CBPP Senior Fellow Jared Bernstein testified today before the Joint Economic Committee on the progress that has been made in repairing the U.S. economy over the first five years of the recovery from the Great Recession.
When markets fail as massively as they did in the late 2000s, quick and forceful action clearly helps offset the damage. But to stop at stabilization, instead of rebuilding jobs and incomes that were lost over the downturn is a serious policy mistake, one that has proven to be extremely costly to working families. . . . [T]here is time to build on the recent momentum we’ve seen, particularly in the job market.
Bernstein pointed out that while there are many positive attributes to the current recovery, especially in relation to the depth of the previous recession, it is clearly not yet reaching everyone:
- Thanks in part to countercyclical policies legislated by Congress in 2009, along with aggressive monetary policy by the Federal Reserve, significant progress has been made in repairing the damage done by the uniquely deep recession that began in late 2007.
- These gains, while incomplete, are evident in the job market, particularly in the recent acceleration in job growth and decline in unemployment. After 52 consecutive months of net private sector job growth, non-government employment is up 9.7 million jobs since early 2010.
- Moreover, employment growth has accelerated in recent months. Payrolls added 1.4 million jobs in the first half of this year, their strongest six-month growth period since late 1999.
- Un- and underemployment are both down significantly over the recovery, as are other slack metrics that rose sharply in the downturn, including long-term unemployment and involuntary part-time work. While part of the decline in unemployment was due to labor force exits, this negative trend has also stabilized in recent months.
- Private payrolls grew about 3 percent faster over the first five years of this recovery compared to the prior recovery, despite the fact that the recession that preceded this expansion was much deeper in terms of lost output and much longer lasting than the downturn that preceded the 2000s expansion. The private sector added 3.4 million more jobs in the first five years of this recovery than were added in the last one.
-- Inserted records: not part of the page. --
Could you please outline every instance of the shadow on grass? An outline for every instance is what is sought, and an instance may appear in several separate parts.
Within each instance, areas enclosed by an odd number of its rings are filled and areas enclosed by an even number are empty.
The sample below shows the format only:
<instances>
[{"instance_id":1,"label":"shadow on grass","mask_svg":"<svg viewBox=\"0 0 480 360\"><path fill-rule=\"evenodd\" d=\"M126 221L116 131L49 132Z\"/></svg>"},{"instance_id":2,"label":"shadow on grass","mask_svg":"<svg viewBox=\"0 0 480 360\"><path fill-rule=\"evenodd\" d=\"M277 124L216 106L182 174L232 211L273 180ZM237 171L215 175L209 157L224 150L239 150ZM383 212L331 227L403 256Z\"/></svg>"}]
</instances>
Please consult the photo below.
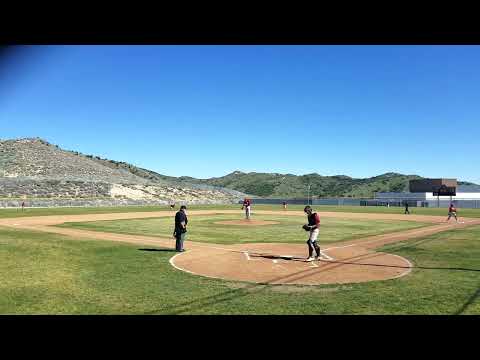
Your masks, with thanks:
<instances>
[{"instance_id":1,"label":"shadow on grass","mask_svg":"<svg viewBox=\"0 0 480 360\"><path fill-rule=\"evenodd\" d=\"M166 251L166 249L164 250ZM251 254L250 256L257 256L257 257L265 257L268 259L284 259L284 260L292 260L292 261L305 261L301 258L295 258L295 257L287 257L287 256L276 256L272 254ZM231 301L231 300L237 300L242 297L246 297L248 295L254 295L257 293L260 293L262 291L265 291L269 289L271 286L278 286L281 285L279 282L286 281L288 280L289 282L292 282L294 280L300 280L303 278L306 278L318 271L329 271L334 268L337 268L339 266L342 266L344 264L352 264L352 265L360 265L360 266L383 266L383 267L395 267L395 268L413 268L413 269L425 269L425 270L454 270L454 271L478 271L480 272L480 269L467 269L467 268L442 268L442 267L426 267L426 266L396 266L396 265L388 265L388 264L371 264L371 263L358 263L358 262L353 262L353 261L348 261L348 260L360 260L360 258L363 258L363 260L368 259L368 258L373 258L376 256L382 256L383 254L381 253L370 253L370 254L361 254L361 255L356 255L351 258L345 259L345 261L335 261L335 260L329 260L329 261L324 261L328 262L329 265L324 268L308 268L304 270L300 270L296 273L288 274L288 275L283 275L279 277L274 277L271 278L267 281L261 282L261 283L244 283L245 286L242 288L238 289L232 289L232 290L227 290L224 292L220 292L215 295L210 295L210 296L205 296L205 297L200 297L196 298L190 301L186 301L182 304L178 305L173 305L166 307L164 309L157 309L157 310L152 310L149 312L143 313L144 315L153 315L153 314L158 314L158 313L165 313L169 315L180 315L180 314L185 314L192 312L196 309L202 309L208 306L215 306L223 302ZM475 299L480 295L480 289L472 296L469 301L460 309L459 311L464 311Z\"/></svg>"},{"instance_id":2,"label":"shadow on grass","mask_svg":"<svg viewBox=\"0 0 480 360\"><path fill-rule=\"evenodd\" d=\"M308 273L308 274L304 275L305 273ZM165 313L168 315L180 315L195 309L201 309L210 305L218 305L225 301L236 300L248 295L253 295L265 289L268 289L269 288L268 285L272 285L271 283L281 281L292 276L298 276L298 275L308 276L311 273L312 273L312 268L308 268L306 270L300 270L296 273L289 274L286 276L275 277L262 283L244 283L245 286L243 288L227 290L219 294L193 299L191 301L184 302L183 304L167 307L166 309L158 309L158 310L145 312L143 313L143 315L154 315L158 313ZM301 276L301 277L304 277L304 276Z\"/></svg>"},{"instance_id":3,"label":"shadow on grass","mask_svg":"<svg viewBox=\"0 0 480 360\"><path fill-rule=\"evenodd\" d=\"M470 296L470 298L467 300L467 302L465 304L463 304L463 306L454 313L454 315L461 315L465 312L465 310L467 310L467 308L473 304L475 302L475 300L478 299L478 297L480 297L480 288L477 289L477 291L472 295Z\"/></svg>"},{"instance_id":4,"label":"shadow on grass","mask_svg":"<svg viewBox=\"0 0 480 360\"><path fill-rule=\"evenodd\" d=\"M265 257L268 257L270 259L276 257L276 255L261 254L261 253L255 253L253 255L254 256L265 256ZM381 255L381 254L368 254L369 257L372 257L372 256L374 257L374 256L379 256L379 255ZM250 256L252 256L252 254L250 254ZM365 254L357 255L357 256L354 256L350 259L359 258L361 256L365 256ZM284 258L284 259L290 259L290 260L300 259L300 258L294 258L294 257L290 258L290 257L286 257L286 256L278 256L278 258ZM300 260L297 260L297 261L305 261L305 260L300 259ZM320 271L329 271L329 270L331 270L333 268L336 268L336 267L339 267L339 266L342 266L342 264L332 264L331 266L325 267L325 268L321 269ZM266 280L266 281L263 281L261 283L244 283L245 286L242 287L242 288L227 290L227 291L221 292L219 294L210 295L210 296L206 296L206 297L203 297L203 298L193 299L191 301L184 302L183 304L173 305L173 306L167 307L165 309L153 310L153 311L145 312L143 314L144 315L153 315L153 314L158 314L158 313L166 313L166 314L169 314L169 315L180 315L180 314L191 312L192 310L195 310L195 309L202 309L202 308L207 307L207 306L218 305L218 304L220 304L222 302L225 302L225 301L236 300L236 299L248 296L248 295L257 294L257 293L260 293L261 291L264 291L264 290L268 289L271 286L282 285L281 284L282 281L290 281L290 282L298 281L298 280L301 280L303 278L307 278L307 277L315 274L318 271L319 271L318 268L307 268L307 269L304 269L304 270L299 270L295 273L282 275L282 276L278 276L278 277L273 277L273 278L271 278L269 280Z\"/></svg>"},{"instance_id":5,"label":"shadow on grass","mask_svg":"<svg viewBox=\"0 0 480 360\"><path fill-rule=\"evenodd\" d=\"M175 249L138 249L140 251L176 252Z\"/></svg>"}]
</instances>

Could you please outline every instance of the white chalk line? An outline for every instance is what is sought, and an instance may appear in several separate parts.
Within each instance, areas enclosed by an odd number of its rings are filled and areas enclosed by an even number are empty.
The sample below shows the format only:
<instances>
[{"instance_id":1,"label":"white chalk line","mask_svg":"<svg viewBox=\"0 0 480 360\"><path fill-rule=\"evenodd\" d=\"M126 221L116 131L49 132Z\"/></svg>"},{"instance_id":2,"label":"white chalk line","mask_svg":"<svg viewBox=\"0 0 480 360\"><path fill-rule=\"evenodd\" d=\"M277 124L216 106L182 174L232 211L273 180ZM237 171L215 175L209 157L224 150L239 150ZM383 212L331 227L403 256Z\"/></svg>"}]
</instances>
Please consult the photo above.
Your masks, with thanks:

- Yet, slack remains in the job market and wage growth has generally not yet accelerated; real median household income, after falling sharply by around 10 percent in the downturn, is up about 3 percent over the past few years, largely due to more work at flat real earnings. Corporate profitability and financial market returns, on the other hand, have more than recovered their losses.
Bernstein warned that policymakers cannot stop at stabilization. To prolong and strengthen the recovery, he recommended investing in infrastructure and increasing the federal minimum wage.